DOI: https://doi.org/10.1017/ice.2023.13 [Opens in a new window]
Copyright: © The Author(s), 2023. Published by Cambridge University Press on behalf of The Society for Healthcare Epidemiology of America

Long-term central venous catheters (LT-CVC) are important tools in the management of cancer patients.^{Reference Lebeaux, Fernández-Hidalgo and Chauhan1} It has been well established that LT-CVCs have lower infection rates compared to short-term central venous catheters. However, LT-CVC–associated infections have high morbidity and mortality and often lead to delays in oncological therapy.^{Reference Pinelli, Cecero and Degl’Innocenti2}

Reported rates of bloodstream infection (BSI) associated with LT-CVC are between 0.2 and 2.8 per 1,000 catheter days. However, published data are heterogeneous regarding the denominator used (catheter days or days of use of the catheter), the follow-up period, surveillance methods, and the definitions used to identify these infections.^{Reference Touré, Vanhems and Lombard-Bohas3–Reference Wang, Der and Chen9}

Although LT-CVC BSIs have a huge impact on cancer patients, few studies have investigated strategies for the identification and surveillance of these infections. Most criteria are derived from the experience with surveillance of short-term central lines.

One of the most important pitfalls for surveillance of infections associated with LT-CVC is that most of these infections occur in outpatients under chemotherapy because most patients are not hospitalized during treatment. Outpatient infection surveillance adds difficulty to the identification of infections and to obtaining reliable denominators.

In that way, identifying surveillance methods that are suitable for this population is necessary and will be the first step toward understanding the epidemiology of LT-CVC infections, creating a benchmark, and designing prevention strategies.

In this study, we describe the first results of a surveillance system for infections associated with LT-CVC in patients under outpatient chemotherapy. We evaluated the application of BSI definitions in this population and correlated high BSI rates with service characteristics.

Methods

In this prospective study, we described the first results after the implementation of a surveillance system for BSIs associated with totally implantable venous access ports and semi-implantable catheters in patients under treatment and follow-up at outpatient chemotherapy clinics.

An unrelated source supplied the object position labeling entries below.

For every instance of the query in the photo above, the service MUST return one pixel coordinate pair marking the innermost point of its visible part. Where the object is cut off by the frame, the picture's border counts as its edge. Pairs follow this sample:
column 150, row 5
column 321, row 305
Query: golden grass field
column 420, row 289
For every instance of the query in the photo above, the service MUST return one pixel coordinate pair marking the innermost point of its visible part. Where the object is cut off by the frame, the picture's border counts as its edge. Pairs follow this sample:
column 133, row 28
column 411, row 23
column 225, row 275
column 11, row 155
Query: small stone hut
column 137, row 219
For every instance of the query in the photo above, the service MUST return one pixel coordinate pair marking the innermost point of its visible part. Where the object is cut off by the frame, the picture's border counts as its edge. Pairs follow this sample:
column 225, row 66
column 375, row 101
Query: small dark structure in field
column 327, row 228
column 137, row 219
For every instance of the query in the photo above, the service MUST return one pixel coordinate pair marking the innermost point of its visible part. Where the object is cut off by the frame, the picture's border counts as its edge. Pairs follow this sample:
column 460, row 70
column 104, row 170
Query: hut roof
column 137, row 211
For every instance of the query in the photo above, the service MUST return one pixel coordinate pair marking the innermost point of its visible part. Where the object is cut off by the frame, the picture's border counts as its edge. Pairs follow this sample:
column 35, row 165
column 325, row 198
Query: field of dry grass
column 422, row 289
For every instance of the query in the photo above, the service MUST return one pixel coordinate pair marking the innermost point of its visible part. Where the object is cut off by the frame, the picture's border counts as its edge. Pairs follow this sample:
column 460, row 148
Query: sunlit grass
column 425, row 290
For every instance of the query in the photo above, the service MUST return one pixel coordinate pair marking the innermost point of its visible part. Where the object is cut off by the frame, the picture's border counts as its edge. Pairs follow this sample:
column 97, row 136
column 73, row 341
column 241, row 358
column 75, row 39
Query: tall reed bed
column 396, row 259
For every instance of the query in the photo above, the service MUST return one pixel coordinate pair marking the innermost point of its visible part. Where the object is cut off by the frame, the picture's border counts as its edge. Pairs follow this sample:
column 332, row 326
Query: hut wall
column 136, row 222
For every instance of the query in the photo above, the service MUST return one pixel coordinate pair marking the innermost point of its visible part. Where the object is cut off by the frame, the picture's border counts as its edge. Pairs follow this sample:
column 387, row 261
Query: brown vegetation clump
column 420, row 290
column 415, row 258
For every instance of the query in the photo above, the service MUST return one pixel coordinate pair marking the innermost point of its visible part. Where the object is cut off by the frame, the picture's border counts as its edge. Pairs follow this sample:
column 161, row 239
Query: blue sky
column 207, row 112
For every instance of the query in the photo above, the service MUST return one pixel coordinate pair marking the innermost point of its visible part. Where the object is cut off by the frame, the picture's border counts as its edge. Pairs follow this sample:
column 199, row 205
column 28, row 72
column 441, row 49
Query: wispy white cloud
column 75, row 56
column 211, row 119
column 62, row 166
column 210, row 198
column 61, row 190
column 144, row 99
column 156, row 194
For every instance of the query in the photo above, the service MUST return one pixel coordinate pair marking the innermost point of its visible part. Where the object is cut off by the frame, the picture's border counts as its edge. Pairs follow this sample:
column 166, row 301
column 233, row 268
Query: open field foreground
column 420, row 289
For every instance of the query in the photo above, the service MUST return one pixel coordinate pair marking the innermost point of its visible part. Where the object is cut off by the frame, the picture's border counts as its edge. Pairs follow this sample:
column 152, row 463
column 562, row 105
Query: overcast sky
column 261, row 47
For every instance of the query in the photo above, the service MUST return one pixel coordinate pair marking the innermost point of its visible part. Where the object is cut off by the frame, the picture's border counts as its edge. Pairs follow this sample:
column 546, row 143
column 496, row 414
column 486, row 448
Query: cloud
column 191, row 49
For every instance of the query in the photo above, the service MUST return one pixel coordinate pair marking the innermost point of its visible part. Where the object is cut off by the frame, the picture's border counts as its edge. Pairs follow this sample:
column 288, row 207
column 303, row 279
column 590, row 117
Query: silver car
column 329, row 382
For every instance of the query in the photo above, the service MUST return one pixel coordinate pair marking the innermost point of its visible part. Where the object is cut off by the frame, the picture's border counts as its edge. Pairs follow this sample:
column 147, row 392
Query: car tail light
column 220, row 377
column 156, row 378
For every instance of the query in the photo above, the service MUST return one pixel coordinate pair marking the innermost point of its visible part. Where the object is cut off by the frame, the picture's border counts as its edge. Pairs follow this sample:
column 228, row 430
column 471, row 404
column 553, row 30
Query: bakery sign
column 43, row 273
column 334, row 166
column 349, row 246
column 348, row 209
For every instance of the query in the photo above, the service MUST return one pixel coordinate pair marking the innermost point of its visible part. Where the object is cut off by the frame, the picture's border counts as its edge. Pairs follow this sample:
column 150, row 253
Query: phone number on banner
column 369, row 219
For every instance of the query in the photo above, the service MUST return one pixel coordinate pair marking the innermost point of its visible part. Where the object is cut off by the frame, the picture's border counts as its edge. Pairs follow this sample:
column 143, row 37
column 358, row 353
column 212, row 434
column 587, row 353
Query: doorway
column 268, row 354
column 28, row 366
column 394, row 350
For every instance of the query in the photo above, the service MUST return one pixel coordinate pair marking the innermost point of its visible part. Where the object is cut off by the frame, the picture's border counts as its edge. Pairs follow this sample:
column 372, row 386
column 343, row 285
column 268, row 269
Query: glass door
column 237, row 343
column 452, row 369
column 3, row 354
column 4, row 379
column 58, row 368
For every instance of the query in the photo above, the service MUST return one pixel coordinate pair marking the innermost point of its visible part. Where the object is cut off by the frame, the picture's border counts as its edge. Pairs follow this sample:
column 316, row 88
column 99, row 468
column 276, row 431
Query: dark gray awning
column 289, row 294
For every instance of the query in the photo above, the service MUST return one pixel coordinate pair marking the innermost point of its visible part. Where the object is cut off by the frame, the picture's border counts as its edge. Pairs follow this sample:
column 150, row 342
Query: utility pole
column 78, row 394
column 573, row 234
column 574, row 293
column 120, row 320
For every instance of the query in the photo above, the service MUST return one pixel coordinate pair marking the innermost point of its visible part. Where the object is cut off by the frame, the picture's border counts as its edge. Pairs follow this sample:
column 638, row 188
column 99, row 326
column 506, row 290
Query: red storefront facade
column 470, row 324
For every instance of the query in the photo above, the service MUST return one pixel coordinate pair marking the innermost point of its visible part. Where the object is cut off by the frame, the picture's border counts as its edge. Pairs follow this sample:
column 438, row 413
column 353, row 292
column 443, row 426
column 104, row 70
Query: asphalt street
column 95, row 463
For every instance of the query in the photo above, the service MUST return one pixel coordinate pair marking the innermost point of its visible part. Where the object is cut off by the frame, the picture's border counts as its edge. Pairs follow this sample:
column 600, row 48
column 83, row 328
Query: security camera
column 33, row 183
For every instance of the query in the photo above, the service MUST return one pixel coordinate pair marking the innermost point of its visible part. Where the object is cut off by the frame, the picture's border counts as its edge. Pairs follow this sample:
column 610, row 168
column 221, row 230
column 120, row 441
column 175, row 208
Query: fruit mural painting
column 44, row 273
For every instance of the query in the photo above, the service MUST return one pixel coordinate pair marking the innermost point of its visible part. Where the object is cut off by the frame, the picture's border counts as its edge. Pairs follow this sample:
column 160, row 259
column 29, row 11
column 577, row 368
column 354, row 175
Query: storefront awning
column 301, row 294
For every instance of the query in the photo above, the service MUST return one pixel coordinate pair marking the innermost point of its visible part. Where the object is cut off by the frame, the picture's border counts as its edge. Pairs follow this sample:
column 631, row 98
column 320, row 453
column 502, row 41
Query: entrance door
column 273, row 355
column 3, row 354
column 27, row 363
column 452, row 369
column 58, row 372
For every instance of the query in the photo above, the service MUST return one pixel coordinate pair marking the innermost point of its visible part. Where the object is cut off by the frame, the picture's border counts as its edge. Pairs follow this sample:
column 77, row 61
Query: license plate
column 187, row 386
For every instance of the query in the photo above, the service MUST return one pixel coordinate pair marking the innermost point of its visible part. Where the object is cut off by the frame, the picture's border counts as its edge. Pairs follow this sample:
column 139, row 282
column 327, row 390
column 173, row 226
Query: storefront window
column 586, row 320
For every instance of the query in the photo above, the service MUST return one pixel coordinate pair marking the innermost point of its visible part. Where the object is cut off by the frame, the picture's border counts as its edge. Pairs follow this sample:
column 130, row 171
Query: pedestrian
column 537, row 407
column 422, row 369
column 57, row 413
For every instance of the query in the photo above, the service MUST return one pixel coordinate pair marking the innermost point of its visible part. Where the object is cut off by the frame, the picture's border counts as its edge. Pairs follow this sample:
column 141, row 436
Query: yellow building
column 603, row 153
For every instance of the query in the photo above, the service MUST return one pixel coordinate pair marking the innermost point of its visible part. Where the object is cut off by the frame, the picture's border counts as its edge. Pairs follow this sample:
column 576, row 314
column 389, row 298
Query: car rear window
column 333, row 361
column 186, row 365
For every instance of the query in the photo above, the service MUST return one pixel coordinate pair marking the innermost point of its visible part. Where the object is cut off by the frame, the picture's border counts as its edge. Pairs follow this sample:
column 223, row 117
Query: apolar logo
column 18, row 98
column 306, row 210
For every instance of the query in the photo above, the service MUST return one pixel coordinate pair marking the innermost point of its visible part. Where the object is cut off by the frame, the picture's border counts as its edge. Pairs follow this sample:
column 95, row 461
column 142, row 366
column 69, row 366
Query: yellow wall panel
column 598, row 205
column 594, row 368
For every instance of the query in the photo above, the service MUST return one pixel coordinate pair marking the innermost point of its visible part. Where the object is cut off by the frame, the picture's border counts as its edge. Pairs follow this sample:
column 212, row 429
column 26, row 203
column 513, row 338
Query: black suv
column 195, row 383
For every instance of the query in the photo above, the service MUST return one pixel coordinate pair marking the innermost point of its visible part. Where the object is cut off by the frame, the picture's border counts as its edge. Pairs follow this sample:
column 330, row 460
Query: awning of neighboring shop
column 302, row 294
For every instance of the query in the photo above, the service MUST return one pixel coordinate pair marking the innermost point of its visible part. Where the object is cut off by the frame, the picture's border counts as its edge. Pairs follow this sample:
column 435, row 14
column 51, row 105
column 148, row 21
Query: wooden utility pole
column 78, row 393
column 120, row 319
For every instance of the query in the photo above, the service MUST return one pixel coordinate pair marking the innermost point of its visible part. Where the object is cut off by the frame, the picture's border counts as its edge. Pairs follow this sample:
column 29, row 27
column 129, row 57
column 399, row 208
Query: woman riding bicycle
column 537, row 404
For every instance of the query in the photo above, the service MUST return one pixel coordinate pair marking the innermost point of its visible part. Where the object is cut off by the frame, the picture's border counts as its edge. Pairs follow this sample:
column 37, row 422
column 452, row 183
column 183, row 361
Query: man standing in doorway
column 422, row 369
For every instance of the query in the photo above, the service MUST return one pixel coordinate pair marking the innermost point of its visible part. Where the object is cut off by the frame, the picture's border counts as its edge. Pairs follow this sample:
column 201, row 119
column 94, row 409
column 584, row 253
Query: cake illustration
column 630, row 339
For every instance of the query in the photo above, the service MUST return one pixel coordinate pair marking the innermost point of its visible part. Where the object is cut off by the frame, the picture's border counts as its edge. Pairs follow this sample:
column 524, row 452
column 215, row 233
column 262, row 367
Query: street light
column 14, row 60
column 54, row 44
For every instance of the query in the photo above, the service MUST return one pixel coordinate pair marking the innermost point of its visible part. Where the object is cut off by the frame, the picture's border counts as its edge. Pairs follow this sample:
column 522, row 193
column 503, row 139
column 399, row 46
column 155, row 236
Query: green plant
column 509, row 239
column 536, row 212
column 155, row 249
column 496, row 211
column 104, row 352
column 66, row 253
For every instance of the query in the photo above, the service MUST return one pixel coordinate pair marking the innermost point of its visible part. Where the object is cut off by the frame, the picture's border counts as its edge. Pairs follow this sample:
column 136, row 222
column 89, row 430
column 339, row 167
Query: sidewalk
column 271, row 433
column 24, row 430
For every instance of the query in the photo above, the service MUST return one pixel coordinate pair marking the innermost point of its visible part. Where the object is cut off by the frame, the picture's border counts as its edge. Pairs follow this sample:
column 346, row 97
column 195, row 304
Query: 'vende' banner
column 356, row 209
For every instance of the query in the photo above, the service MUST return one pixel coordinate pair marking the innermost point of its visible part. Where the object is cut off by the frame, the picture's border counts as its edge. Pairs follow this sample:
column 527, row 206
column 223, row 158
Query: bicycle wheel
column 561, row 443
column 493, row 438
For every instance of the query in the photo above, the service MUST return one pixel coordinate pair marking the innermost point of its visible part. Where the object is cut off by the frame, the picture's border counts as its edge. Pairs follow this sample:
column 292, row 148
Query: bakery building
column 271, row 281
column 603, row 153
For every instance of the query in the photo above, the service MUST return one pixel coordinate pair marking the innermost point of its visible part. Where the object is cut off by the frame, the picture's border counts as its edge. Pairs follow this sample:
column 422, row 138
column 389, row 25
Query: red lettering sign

The study started in April 2019 and rates were consistently reported and analyzed from January 2020 to May 2021, initially including 6 outpatient clinics located in hospitals with intense activity in cancer care. After January 2021, 2 other clinics were added to the surveillance project. The infection control services of these hospitals were invited to participate in this study by the Division of Infection Control of the State of São Paulo Surveillance Agency (CVE-SP).

An initial questionnaire was answered by the hospitals to characterize their infection control department, cancer service, and to describe infection surveillance systems already used for outpatient cancer patients. Subsequently, regular meetings including the representatives of the services occurred to discuss and define the best infection surveillance strategies in outpatient chemotherapy clinics.

A working manual with the surveillance method and criteria for defining infections was written and approved by all the members of the group. We developed an Excel spreadsheet for denominators and numerators and another Excel spreadsheet for the description of the infections. Starting in January 2020, all clinics reported their rates monthly to the government agency (CVE-SP) (Fig. 1).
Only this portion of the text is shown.